I've followed this procedure to solve the problem so far:
We know that $$\text{rank}(\alpha_iu_iu_i^T)=1\qquad\forall i=1,2,\cdots,k$$
Since $$\operatorname{rank}(A+B) \leq \operatorname{rank}(A) + \operatorname{rank}(B)$$
We can write: $$\text{rank}(S)\le\sum_{i=1}^{k}\underbrace{\text{rank}(\alpha_iu_iu_i^T)}_{1}=k$$
But in the book that I'm reading page 146 of the book Statistical Pattern recognition edition 2002, it's said that the maximum rank would be $k-1$?? (The concept is about Linear Discriminant Analysis based on Fisher's criterion $J_F(A)=\frac{A^TS_bA}{A^TS_wA}$ for a multi-class classification problem)
- Why should the maximum rank be $k-1$ and not $k$?
Maybe I should explain more about $\alpha_i$ and $u_i$ in the concept:
Suppose that we have $n$ samples and $p$ features for each sample in our data and the data can be classifies in $k$ classes:
$$C_1,C_2,\cdots ,C_j ,\cdots , C_k$$
if we assume the number of samples in class $C_j$ in $n_j$, then we can define:
$$\bar{x}=\frac{1}{n}\sum_{i=1}^{n}x_i\in\mathbb{R}^{p\times 1}\qquad\text{Mean of the whole data}$$
$$\bar{x}_j=\frac{1}{n_j}\sum_{x\in C_j}x\in\mathbb{R}^{p\times 1}\qquad\text{Mean of the data in class $C_j$}$$
know we can define:
$$S_b=\sum_{j=1}^{k}n_j(\bar{x}_j-\bar{x})(\bar{x}_j-\bar{x})^T\in\mathbb{R}^{p\times p}$$
I want to prove that
$$\text{rank}(S_b)\le k-1$$
In the beginning of my question, I've assumed $$u_i=\bar{x}_j-\bar{x}$$ and $$\alpha_i=n_j\qquad\text{number of samples in $j^{\text{th}}$ class}$$
and I've tried to solve the problem.
More information that I've found in my thoughts about the problem:
Since we have $$\bar{x}=\frac{1}{k}\sum_{j=1}^k \bar{x}_j\Rightarrow \sum_{j=1}^k \bar{x}_j=k\bar{x}$$
we can say that $$\sum_{j=1}^k u_j=\sum_{j=1}^k(\bar{x}_j-\bar{x})=\sum_{j=1}^k\bar{x}_j-\sum_{j=1}^k\bar{x}=k\bar{x}-k\bar{x}=0$$
This means that $u_j$'s are not linearly independent and so the dimension of the subspace, created by these $k$ matrices is less than $k$
This can make me satisfied that $$\text{rank}(S_b)\le k-1$$ but I'm still seeking a straightforward mathematical proof.

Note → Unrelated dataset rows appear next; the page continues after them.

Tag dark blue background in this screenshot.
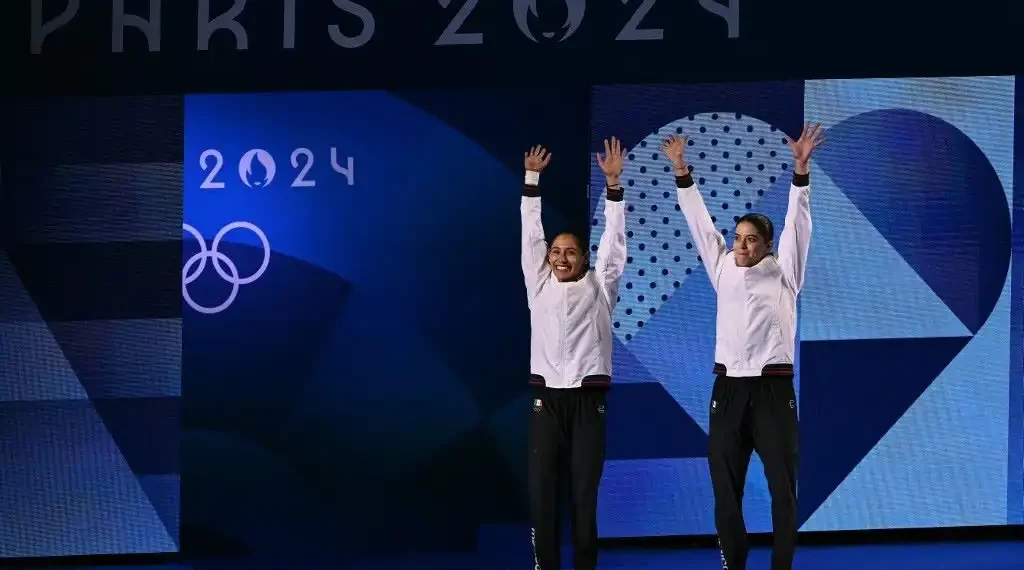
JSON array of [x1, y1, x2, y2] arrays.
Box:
[[182, 90, 588, 552]]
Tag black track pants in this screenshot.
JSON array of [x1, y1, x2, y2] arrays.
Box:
[[708, 376, 799, 570], [528, 387, 606, 570]]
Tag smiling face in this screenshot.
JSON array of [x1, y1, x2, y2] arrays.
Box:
[[548, 233, 587, 281], [732, 221, 772, 267]]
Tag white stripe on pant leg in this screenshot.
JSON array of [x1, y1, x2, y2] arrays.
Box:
[[529, 527, 544, 570]]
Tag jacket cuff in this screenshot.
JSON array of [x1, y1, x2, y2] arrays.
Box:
[[676, 172, 693, 188]]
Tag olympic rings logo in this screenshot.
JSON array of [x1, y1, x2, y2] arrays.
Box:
[[181, 222, 270, 315]]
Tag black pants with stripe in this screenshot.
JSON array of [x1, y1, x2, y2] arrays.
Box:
[[708, 376, 799, 570], [528, 386, 607, 570]]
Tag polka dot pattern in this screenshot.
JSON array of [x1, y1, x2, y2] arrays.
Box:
[[592, 113, 792, 342]]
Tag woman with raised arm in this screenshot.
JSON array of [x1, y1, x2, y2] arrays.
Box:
[[662, 125, 823, 570], [520, 138, 626, 570]]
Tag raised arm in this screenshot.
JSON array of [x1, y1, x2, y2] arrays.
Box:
[[778, 124, 824, 293], [594, 137, 626, 307], [519, 146, 551, 306], [662, 135, 728, 291]]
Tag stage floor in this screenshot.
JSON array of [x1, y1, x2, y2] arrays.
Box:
[[18, 541, 1024, 570]]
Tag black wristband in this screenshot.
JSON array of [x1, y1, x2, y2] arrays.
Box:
[[676, 172, 693, 188]]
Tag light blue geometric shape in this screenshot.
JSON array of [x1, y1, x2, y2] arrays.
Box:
[[801, 280, 1010, 531], [627, 267, 716, 432], [597, 454, 771, 538], [804, 76, 1015, 208], [0, 322, 89, 403], [800, 166, 971, 341], [0, 400, 177, 558]]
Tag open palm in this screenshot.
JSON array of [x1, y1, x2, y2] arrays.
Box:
[[522, 144, 551, 172], [597, 137, 626, 179], [785, 123, 825, 164]]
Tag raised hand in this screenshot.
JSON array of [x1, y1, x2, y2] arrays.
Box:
[[522, 144, 551, 172], [662, 135, 687, 171], [595, 137, 626, 186], [785, 123, 825, 174]]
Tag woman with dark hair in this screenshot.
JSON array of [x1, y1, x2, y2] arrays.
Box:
[[520, 138, 626, 570], [662, 125, 824, 570]]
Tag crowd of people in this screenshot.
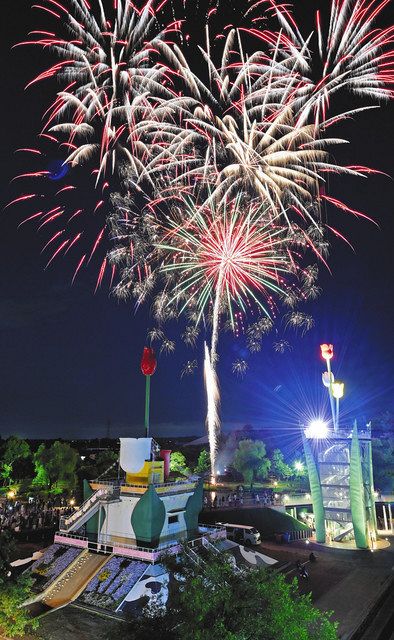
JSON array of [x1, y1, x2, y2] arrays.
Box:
[[0, 499, 72, 533], [204, 485, 280, 509]]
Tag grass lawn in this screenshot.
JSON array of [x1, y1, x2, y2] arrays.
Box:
[[200, 507, 308, 538]]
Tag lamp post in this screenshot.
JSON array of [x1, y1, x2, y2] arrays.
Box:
[[331, 380, 345, 431], [141, 347, 157, 438], [320, 344, 337, 431]]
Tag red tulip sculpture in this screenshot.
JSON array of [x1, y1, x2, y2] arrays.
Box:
[[141, 347, 157, 438], [320, 344, 339, 431]]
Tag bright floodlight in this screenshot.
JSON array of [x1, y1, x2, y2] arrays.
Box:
[[305, 419, 328, 438]]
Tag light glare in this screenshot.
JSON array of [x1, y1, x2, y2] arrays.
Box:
[[305, 418, 328, 438]]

You can see directly that every vector in the range of $S$ belongs to the span of $\{u_1,\ldots,u_k\}$. But the set of vectors $\{u_1,\ldots,u_k\}$ is linearly dependent, because the vectors $u_i$ sum to $0$, so the span of $\{u_1, \ldots, u_k\}$ has dimension at most $k - 1$. Hence, the dimension of the range of $S$ is at most $k-1$.
Here's the original proof I wrote:
Let $U = \begin{bmatrix} u_1 & \cdots & u_k \end{bmatrix}$ and let $D = \begin{bmatrix} \alpha_1 & & \\ & \ddots & \\ & & \alpha_k \end{bmatrix}$, and notice that $$ S = \sum_i \alpha_i u_i u_i^T = U D U^T. $$ Clearly, $\text{rank}(S) \leq \text{rank}(U)$. The null space of $U$ has dimension at least $1$, because $$U \begin{bmatrix} 1 \\ \vdots \\ 1 \end{bmatrix} = \sum_i u_i = 0. $$ By the rank-nullity theorem, the rank of $U$ is at most $k-1$.